Speaking of which… Julianna won’t let me bounce her anymore.  She’s always LOVED laying across my lap, bouncing to sleep. Even when she didn’t sleep, she’d doze into this hypnotic sort of state that was peaceful and relaxed.  And suddenly, everytime I try to lay her across my knees, she starts twisting and arching her back.  She’s in the process of giving up the second nap, and if she gets one really good nap around eleven to two, she’s good for the day and out for the night until around eight thirty or so.  Last night, she was up twice, and has had a wretched time napping today.  It’s so hard, with everyone here and the chaos that just exists in the house these days to maintain a consistent schedule, and she WON’T FREAKING BOUNCE TO SLEEP ANYMORE, which is frustrating, as she also won’t nurse and is rambling around the living room, just hollering at everyone who looks at her wrong.

May 15

Rain. All.Week.Long

I don’t mean to complain (but since it’s my blog and all…), I’m going to anyway.  It’s pouring today – and the five day forecast shows nothing but rain.  Forever.  And with six kids here right now – the thought of not being able to ship them outside freaks me out just a little bit.   That’s a whole lot of yelling that’s going to be going on for the next week or so…

I’m not handling this well.  It’s hard, having everyone staying here, and I’m feeling overwhelmed and worn out.  I love my cousin and her kids are so stinking cute most of the time, but I’m praying for patience and grace.

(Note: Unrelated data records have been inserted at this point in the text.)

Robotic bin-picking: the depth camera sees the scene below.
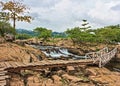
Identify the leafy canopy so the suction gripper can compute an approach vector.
[0,0,32,28]
[34,27,52,41]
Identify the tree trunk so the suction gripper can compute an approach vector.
[13,13,16,29]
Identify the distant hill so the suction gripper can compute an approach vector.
[16,29,36,36]
[16,29,66,38]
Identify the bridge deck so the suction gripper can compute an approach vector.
[0,59,93,70]
[0,48,117,86]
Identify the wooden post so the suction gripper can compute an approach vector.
[99,58,102,68]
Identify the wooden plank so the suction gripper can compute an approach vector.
[17,62,26,67]
[0,62,6,68]
[0,73,5,77]
[4,62,12,68]
[9,62,17,68]
[0,75,10,81]
[0,80,7,86]
[14,62,22,67]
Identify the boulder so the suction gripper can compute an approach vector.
[52,75,61,82]
[67,66,75,74]
[62,74,83,83]
[86,69,97,76]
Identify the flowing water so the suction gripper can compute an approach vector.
[32,45,85,59]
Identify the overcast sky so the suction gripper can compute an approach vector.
[2,0,120,32]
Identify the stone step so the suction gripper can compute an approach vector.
[0,75,10,81]
[0,80,7,86]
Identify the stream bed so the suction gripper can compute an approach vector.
[31,45,85,60]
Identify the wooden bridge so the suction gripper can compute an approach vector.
[0,47,117,86]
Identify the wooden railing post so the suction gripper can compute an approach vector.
[99,58,102,68]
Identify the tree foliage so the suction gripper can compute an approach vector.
[34,27,52,41]
[66,25,120,44]
[0,21,15,36]
[0,0,32,28]
[16,33,32,40]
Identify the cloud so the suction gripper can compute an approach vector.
[1,0,120,32]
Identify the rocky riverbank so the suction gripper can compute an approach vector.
[0,38,120,86]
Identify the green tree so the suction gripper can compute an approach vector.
[16,33,32,40]
[0,0,32,28]
[34,27,52,41]
[95,26,120,43]
[81,19,91,32]
[0,21,15,36]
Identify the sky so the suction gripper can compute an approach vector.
[2,0,120,32]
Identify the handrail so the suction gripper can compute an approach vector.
[85,47,117,67]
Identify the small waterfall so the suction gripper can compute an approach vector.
[32,45,85,59]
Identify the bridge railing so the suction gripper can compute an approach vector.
[99,47,117,67]
[85,47,117,67]
[85,47,108,63]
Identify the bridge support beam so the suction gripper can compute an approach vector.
[99,58,102,68]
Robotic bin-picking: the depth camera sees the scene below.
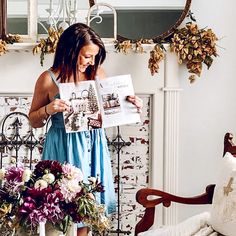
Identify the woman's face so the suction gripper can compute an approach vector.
[77,43,99,73]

In other news… Julianna Ruth is sleeping away, Jessie is cuddled up with her daddy and Samilicious Boy is downstairs playing with the little neighbor from across the street and Arie’s oldest son.  My house is the place where all the kids seem to congregate (other than the thousands that are currently living here).  At any given time, I’ve got my three, plus Arie’s three, two of the neighbors, two stepdaughters and Glennys.  Mostly, I love that – I love that the kids all love playing over here, I like the thought of being the house where all the kids hang out.

I just have to keep reminding myself that.

May 14

Chaos. Just utter chaos

Sorry I haven’t been updating lately – my cousin and her three kids (6, 2, and six months) have temporarily taken up residence at my house.  I’m used to a certain level of insanity – I do have three kids – but the past two weeks have been above and beyond anything I can describe.